NYU President John Sexton has written a book Baseball as a Road to God, based on a course he gives with the same title. He gave an NPR interview about his book on the Leonard Lopate Show.
To listen to it, visit
http://www.wnyc.org/shows/lopate/2013/mar/13/nyu-president-baseball-road-god/
Click on the (lower) "Listen", just above the photo of Busch Stadium.
Three things stood out for me:
1. You're born into a team, like a religion: "We're bequeathed our team." This was my experience, although in an unusual way. When I was 4 or going on 4, my oldest brother had me point at a list of teams in a newspaper, and, seeing which team I'd pointed at, declared that I was a Cincinnati Redlegs fan. And that was that. This is one of my earliest memories, I wasn't sure that it really happened until he confirmed it a few years ago.
Sexton adds that this early choice of a team is more important than the early choice of a religion, because the choice of a team is more likely to stick. Certainly true in my case. On a related note, he says: "It gets you when you're young, in which case it sticks, or not at all."
2. His most interesting statement, about what Americans, in particular the citizens of Brooklyn, learned in 1958:
"If the Dodgers could be taken from Brooklyn, there's no institution we can trust."
Historians see the New York Giants leaving for San Francisco and the Brooklyn Dodgers leaving for Los Angeles - both in 1958 - as an indicator of a turning point in 20th century US history.
3. Toward the end they mention Bart Giamatti, whom I knew at Yale before he became the President of Yale. Later he became the Commissioner of Baseball. He has written beautiful essays on the spiritual side of baseball, which were collected into a book Green Fields of the Mind, which is required reading for the course.
I have a Bart Giamatti story which captures (1) above, I'll save it for a live telling.
His only mention of God is in the context of prayer. He refers to a God within and unnamed Asian religions. About prayer: "Prayer changes the one who prays."
One for you Ted: He refers to an article that uses phenomenology to interpret the ritual of a baseball game as based on the ritual of a Mass.
Refers to John Updike's poem: Tao in the Yankee Stadium Bleachers.
Religious themes:
Fatih and doubt.
Faith: Tug McGraw's "You gotta believe" seemed to carry the underdog 1973 Mets to a World Series.
Doubt: "Baseball incarnates doubt."
Curses & Blessings:
blessing - a release from accursedness
Brooklyn Dodger fans responded to a curse with hope - "Wait Till Next Year", which finally arrived in 1955.
Cubs fans, who are still waiting, respond with humor "The Cubs just had an off century."
(Based on the cliche "The team just had an off day.")
Religions advise against hubris. So does baseball.
"In baseball, a player better have humility, or he will fail."
The sacred and the profane: the baseball - the sacred rock; the baseball stadium - the sacred shrine.

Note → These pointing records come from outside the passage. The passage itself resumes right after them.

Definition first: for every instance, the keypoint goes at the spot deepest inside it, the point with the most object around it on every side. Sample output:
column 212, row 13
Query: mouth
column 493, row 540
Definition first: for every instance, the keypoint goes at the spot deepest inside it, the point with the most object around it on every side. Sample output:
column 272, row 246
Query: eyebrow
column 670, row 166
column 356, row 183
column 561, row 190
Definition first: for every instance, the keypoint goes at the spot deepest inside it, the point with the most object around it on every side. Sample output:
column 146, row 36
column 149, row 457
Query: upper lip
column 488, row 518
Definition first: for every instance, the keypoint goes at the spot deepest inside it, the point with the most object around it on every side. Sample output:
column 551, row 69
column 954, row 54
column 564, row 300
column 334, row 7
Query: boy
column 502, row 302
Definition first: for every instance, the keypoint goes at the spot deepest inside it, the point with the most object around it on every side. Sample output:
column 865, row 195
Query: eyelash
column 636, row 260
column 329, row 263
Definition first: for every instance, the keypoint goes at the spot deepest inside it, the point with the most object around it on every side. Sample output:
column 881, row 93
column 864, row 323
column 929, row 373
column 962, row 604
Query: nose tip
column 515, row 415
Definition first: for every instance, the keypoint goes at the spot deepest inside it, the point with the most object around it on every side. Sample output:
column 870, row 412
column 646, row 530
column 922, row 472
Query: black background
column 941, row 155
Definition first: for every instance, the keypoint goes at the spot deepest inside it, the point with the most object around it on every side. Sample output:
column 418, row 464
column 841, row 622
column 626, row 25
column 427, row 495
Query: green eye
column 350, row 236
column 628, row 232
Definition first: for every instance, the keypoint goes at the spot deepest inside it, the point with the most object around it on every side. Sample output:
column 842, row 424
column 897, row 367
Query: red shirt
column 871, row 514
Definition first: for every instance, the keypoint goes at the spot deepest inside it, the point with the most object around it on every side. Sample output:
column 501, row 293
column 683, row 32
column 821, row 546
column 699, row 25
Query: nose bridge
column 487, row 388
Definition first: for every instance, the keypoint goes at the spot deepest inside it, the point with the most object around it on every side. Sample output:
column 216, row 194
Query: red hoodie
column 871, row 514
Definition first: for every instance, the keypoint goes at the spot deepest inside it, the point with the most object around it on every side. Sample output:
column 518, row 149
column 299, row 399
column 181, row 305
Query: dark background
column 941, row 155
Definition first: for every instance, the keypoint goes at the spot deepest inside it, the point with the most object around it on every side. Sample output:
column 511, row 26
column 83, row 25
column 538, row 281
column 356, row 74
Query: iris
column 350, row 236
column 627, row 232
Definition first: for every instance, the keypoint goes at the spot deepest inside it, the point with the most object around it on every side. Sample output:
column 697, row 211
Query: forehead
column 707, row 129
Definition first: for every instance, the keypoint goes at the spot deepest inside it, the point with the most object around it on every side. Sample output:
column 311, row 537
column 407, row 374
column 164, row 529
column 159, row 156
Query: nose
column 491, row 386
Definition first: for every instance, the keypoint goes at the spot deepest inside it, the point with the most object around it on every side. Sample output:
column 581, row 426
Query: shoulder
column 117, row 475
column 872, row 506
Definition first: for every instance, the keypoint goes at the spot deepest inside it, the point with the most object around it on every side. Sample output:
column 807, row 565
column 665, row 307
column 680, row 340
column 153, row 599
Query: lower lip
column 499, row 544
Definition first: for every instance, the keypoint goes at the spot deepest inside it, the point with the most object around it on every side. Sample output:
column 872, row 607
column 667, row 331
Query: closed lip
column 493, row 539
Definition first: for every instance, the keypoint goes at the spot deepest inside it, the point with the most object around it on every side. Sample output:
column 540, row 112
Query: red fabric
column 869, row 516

Things he doesn't mention:
In Bull Durham, Susan Sarandon played a woman who was very into 3 things: religion, baseball, and sex. She observed that the number of beads in a rosary is the same as the number of stitches in a baseball.
The Holy Trinity and baseball as the game of threes. Three strikes to an out, three outs to an inning, three innings for each of the three (beginning, middle, and end) parts of a game.
Also, quite remarkably, on average over time, a batter safely reaches base one in three times at bat, and a team scores a run (or more) in one of three innings.
This is the source of the statement "Failure is the norm" in baseball.